I realise that I'm preaching to the choir here; I think I have more queer people and allies reading this than I have feminists and allies, but I wanted it said anyway, because it's better to say it than to not say it; enforced silence means forcing someone to lie by omission. van
's comment has also inspired me to link to this old post on Shakesville: Take My Arm, My Love
Spend an entire week pretending that you're not a couple. Don't write a check from a joint bank account. Hide all the photographs in your home and office which would identify you as a couple. Take off your wedding rings. Touch each other, and talk to each other, in public, in ways that could only be interpreted as you being "friends". Refer to yourself only in the singular "I", never in the "we". When you go to work on Monday, if you spent time together on the weekend, include only information which would indicate that you went somewhere with a friend, rather than your life-mate. If someone comes to stay with you, sleep in separate beds. Go intentionally into the closet as a couple. For a week.

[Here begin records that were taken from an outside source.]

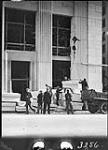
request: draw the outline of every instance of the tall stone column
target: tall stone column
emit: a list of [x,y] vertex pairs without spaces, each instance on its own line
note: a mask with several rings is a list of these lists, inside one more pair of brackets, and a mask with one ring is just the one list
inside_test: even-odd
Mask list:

My life involves a certain amount of self-editing. Every time I mention my girlfriend in conversation (which is often, I'm a 'relate anecdotes from my life' kind of person), I have to make a conscious decision
to decide how to refer to her. Usually, yes, she's my 'girlfriend', but there's also 'partner' and 'friend' in circumstances where I just don't want to deal with the potential reaction. When I'm with her, every PDA is a political statement. Every hand-holding, every kiss, every hug. I'm aware, all the time, that most people who sees us is going to see lesbians first, lovers second (a close second, sure, but still). I'm as out as anyone, but I still (feel like I) have to be careful.
I can't even imagine the pain of having to keep up the pretence every minute of every day on pain of losing my job. And that's why this matters to me.
*is that the correct way to refer to them? Or should it be "Lt. Choi and 2nd Lt. Tsao?"